The funeral ended with Sujata and Jhana playing their violins. Then the heavy casket was loaded into the back of a station wagon and driven to the local funeral home and crematorium. Maxine had been documenting events with her camera for the past several days, but even she was surprised to find that she had taken a photo of Gerard descending into the furnace. Through a closing aperture you can see the casket sitting in a small concrete chamber, with the floor beneath it dropping like a lift. ‘That’s going down. He’s just pressed the button. Isn’t it incredible? I couldn’t believe I took that photo. I don’t even remember taking it.’

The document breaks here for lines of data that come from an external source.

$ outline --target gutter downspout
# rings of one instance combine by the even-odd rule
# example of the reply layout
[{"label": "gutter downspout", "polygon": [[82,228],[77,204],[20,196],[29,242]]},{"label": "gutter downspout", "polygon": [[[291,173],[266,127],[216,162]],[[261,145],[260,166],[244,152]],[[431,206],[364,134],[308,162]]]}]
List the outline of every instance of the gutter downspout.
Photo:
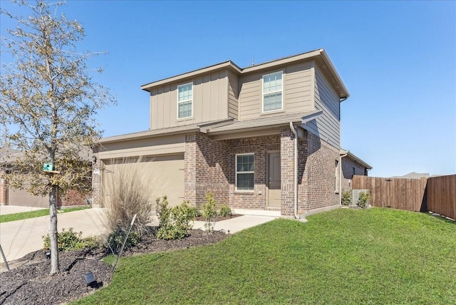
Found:
[{"label": "gutter downspout", "polygon": [[348,155],[348,150],[343,155],[339,154],[339,205],[342,206],[342,158]]},{"label": "gutter downspout", "polygon": [[290,122],[290,129],[294,135],[294,209],[293,214],[294,218],[299,219],[298,216],[298,133],[293,125],[293,122]]}]

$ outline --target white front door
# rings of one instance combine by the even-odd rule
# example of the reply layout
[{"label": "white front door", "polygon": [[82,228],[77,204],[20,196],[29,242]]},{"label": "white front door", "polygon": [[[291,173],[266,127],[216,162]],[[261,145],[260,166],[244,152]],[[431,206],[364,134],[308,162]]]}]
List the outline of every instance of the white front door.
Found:
[{"label": "white front door", "polygon": [[268,154],[268,205],[280,207],[280,152]]}]

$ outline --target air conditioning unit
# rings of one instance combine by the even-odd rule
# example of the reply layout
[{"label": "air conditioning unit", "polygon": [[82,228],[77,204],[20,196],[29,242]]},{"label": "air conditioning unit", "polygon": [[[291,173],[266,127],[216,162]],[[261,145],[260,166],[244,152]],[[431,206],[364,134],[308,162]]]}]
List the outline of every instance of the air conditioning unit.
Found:
[{"label": "air conditioning unit", "polygon": [[[351,190],[351,205],[357,205],[358,200],[359,200],[359,195],[362,192],[367,192],[370,194],[369,190]],[[368,201],[368,205],[370,205],[370,200]]]}]

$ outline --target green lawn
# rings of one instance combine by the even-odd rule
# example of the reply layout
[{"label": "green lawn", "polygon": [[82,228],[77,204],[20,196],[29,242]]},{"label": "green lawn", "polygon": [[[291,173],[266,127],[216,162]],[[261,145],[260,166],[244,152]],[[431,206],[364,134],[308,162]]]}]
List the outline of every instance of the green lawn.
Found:
[{"label": "green lawn", "polygon": [[[90,207],[77,207],[61,209],[58,210],[58,213],[68,213],[68,212],[79,211],[81,210],[88,209]],[[22,213],[6,214],[6,215],[0,215],[0,223],[14,222],[16,220],[22,220],[27,218],[39,217],[41,216],[48,216],[49,214],[48,209],[37,210],[36,211],[24,212]]]},{"label": "green lawn", "polygon": [[454,304],[456,224],[388,209],[276,219],[214,245],[123,258],[81,304]]}]

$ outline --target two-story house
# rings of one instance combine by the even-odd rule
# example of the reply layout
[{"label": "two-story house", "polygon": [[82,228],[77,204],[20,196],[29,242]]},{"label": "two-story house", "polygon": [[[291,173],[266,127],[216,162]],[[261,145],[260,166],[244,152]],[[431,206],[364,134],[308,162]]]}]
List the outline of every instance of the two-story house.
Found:
[{"label": "two-story house", "polygon": [[[339,205],[340,105],[348,91],[323,49],[241,68],[231,61],[143,85],[147,131],[95,148],[94,204],[125,169],[151,200],[293,216]],[[133,160],[133,161],[132,161]]]}]

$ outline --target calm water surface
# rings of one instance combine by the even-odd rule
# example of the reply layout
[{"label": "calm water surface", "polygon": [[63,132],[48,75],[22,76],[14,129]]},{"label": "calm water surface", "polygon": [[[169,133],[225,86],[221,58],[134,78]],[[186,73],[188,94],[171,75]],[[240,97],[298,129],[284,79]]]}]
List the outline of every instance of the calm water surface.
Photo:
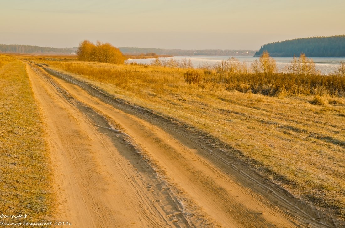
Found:
[{"label": "calm water surface", "polygon": [[[229,59],[231,56],[177,56],[172,57],[176,60],[180,61],[183,59],[187,61],[190,59],[194,67],[197,67],[201,66],[204,63],[208,63],[214,64],[218,62]],[[239,60],[245,62],[249,66],[252,62],[255,59],[259,59],[259,57],[252,56],[235,56]],[[290,64],[292,60],[292,57],[273,57],[277,62],[277,66],[279,71],[282,71],[284,67]],[[162,59],[169,59],[170,57],[160,58]],[[319,70],[322,74],[328,74],[334,72],[337,67],[340,64],[341,62],[345,62],[345,57],[314,57],[312,58],[315,63],[316,70]],[[152,60],[152,59],[129,59],[126,60],[127,62],[136,62],[139,63],[149,64]]]}]

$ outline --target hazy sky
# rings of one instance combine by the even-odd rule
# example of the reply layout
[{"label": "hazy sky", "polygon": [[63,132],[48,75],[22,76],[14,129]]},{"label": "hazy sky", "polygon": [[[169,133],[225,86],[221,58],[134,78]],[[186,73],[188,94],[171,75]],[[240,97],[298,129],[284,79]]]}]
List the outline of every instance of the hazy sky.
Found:
[{"label": "hazy sky", "polygon": [[258,50],[345,34],[345,0],[0,0],[0,44]]}]

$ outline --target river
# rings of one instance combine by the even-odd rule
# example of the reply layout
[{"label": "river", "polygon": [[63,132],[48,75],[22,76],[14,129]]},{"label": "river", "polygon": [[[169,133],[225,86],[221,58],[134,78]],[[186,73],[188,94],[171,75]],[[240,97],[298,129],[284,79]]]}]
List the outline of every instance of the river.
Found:
[{"label": "river", "polygon": [[[190,59],[195,67],[201,66],[204,63],[208,63],[214,64],[217,62],[229,59],[231,56],[176,56],[172,58],[177,61],[181,61],[183,59],[187,61]],[[255,59],[259,59],[259,57],[252,56],[235,56],[241,62],[244,62],[250,66],[251,63]],[[277,66],[279,71],[283,70],[284,67],[290,64],[292,57],[273,57],[277,62]],[[162,59],[169,59],[170,57],[160,58]],[[345,62],[345,57],[314,57],[312,58],[315,63],[317,70],[319,70],[322,74],[328,74],[334,72],[334,70],[340,65],[342,62]],[[136,62],[144,64],[149,64],[152,59],[129,59],[126,60],[128,63]]]}]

I comment that the funeral directors seem to have been remarkably tolerant and flexible. Allowing them to rock up with a body in a home-made coffin in the back of someone’s car. Allowing the group of mourners, which included a posse of chanting monks, to go behind the scenes at the crematorium instead of insisting that they all stay on the conventional side of the discreet black curtain. ‘Oh, Piddington’s were fantastic!’ says Maxine. She tells me that home-death, like home-birth, is all about empowering yourself to take control of the process rather than being passively swept along by the system. Ensuring that Gerard had the sort of death he wanted, the full Buddhist send-off, was the highest gift, the last act of love, that she could give to him.

15.11.03
I am learning to function and find a way to be clear despite overwhelming emotions. Last night was hard, coming home to an empty house. The girls had symphony practice and I stayed at home and felt lonely and sorry for myself. But tonight has been better. I felt anxious about being alone again and was going to ring someone but after going for a walk I started enjoying myself. Enjoying being alone. Noting that emotions, thoughts, feelings, sensations all pass. That’s what I told Sujata. Everything passes. Take refuge. Dharma is all that truly helps. Everything else gives temporary relief. Even people.